The dispute is already a source of concern for S&P Global Ratings.

“We see legal risks from the government’s approach to remaining offshore ISK holders, which are likely to try to reach a better settlement either through continued negotiation or litigation," S&P said on Friday as it affirmed its BBB+ rating for Iceland.

Iceland’s government rejects any suggestion it has acted unconstitutionally. Arnason at the Finance Ministry says “there’s no reason to fear that our actions are in violation of the laws," and dismissed allegations that Iceland’s handling of creditors constituted a failure to honor sovereign obligations. He also said he sees it as unlikely that the development will hamper the country’s efforts to achieve a higher credit rating.

"We’re getting very positive feedback from the rating companies," Arnason said in an interview. "The rating is little by little moving up and what’s positive is that we’re getting closer to again being rated A."

While Iceland’s biggest banks defaulted in 2008, the government managed to get through the darkest hours of the financial crisis without reneging on any of its obligations to creditors, though it did draw on the International Monetary Fund and other international lenders for support.
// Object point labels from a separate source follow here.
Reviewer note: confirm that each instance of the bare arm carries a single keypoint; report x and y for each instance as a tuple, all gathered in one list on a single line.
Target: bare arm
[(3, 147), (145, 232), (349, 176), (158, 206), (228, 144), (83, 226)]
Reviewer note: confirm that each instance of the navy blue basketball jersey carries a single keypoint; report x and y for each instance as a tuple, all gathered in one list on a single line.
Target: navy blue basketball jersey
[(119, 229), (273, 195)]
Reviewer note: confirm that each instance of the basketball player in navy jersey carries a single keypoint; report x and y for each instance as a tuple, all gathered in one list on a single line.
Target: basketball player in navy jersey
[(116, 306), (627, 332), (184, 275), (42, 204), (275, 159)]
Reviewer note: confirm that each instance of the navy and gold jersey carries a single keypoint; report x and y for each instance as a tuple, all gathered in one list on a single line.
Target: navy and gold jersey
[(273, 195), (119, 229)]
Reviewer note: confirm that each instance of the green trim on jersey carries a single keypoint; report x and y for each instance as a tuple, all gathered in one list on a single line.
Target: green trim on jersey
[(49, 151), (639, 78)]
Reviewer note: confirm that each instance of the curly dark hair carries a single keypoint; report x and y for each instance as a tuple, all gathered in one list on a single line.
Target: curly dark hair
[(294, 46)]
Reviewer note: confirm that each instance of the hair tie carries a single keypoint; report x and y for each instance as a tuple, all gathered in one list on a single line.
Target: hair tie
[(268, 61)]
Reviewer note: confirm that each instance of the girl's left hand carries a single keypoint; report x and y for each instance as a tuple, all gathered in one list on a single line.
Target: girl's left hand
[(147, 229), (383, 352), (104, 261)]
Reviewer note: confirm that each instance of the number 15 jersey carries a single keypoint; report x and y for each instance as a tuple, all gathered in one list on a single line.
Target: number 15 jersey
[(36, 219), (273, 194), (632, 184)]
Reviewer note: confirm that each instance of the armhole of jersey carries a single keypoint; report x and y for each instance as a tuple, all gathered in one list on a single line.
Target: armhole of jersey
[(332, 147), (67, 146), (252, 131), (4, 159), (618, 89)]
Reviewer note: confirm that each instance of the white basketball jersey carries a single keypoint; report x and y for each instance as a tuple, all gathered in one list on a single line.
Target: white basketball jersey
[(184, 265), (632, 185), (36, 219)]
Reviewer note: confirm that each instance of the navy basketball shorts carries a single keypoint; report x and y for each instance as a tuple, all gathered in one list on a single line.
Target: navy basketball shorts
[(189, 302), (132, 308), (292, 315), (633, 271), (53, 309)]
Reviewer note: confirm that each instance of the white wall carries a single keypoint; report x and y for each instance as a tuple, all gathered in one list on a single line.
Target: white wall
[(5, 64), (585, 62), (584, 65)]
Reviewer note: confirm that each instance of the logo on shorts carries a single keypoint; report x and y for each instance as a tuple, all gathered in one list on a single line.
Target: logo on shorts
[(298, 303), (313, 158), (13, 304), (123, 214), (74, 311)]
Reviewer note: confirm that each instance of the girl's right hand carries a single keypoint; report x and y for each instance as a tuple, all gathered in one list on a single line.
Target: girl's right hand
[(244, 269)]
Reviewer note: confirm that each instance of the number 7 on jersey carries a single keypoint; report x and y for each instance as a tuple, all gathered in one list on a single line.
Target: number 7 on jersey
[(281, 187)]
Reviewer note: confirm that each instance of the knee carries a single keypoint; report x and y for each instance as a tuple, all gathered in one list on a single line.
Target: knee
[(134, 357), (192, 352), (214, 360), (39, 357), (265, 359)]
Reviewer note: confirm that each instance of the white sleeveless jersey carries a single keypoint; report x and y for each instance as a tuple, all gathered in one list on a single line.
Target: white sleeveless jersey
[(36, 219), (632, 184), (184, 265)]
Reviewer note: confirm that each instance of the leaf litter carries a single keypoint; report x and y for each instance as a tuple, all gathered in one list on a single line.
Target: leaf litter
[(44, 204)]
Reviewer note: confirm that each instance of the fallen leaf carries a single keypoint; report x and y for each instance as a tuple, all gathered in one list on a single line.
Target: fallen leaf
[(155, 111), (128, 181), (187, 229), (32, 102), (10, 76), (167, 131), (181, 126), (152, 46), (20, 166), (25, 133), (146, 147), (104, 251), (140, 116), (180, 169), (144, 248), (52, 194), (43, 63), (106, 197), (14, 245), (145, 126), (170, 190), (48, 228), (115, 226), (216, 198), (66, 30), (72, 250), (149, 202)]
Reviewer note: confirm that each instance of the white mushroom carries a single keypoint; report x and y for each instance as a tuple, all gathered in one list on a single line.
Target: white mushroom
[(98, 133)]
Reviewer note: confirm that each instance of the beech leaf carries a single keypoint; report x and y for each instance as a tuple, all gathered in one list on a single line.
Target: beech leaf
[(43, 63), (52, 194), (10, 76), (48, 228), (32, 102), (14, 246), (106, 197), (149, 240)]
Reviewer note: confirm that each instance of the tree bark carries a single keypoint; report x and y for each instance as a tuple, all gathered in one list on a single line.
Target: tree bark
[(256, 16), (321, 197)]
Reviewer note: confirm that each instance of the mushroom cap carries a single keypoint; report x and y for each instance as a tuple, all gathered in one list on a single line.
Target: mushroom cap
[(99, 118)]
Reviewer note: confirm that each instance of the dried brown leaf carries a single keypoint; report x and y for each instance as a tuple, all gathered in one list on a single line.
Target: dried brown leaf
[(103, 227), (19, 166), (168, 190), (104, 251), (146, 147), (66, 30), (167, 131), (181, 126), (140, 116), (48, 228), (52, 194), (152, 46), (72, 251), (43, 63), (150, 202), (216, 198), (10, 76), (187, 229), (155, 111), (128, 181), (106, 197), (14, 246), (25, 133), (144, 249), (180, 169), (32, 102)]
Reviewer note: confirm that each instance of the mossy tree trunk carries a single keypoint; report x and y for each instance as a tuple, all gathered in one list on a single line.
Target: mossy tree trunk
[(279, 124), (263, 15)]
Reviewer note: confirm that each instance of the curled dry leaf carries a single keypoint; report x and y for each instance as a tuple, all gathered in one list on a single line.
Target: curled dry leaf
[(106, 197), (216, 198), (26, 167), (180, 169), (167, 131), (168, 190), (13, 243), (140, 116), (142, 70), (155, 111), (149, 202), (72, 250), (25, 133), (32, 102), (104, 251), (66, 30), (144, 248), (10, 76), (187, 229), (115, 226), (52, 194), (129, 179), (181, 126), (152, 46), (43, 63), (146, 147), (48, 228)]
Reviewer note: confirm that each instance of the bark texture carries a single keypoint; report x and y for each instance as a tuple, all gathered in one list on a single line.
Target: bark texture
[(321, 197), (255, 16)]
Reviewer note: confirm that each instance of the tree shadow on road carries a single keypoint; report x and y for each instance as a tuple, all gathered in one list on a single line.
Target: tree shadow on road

The country is now taking its final steps toward rejoining the global financial community, with remaining restrictions on consumers and corporations due to be lifted by the end of the year. The Nordic economy, which is not part of the European Union, will grow 4.5 percent this year and 4 percent in 2017, according to the central bank. That compares with average growth of less than 2 percent in the EU this year and next, according to the European Commission.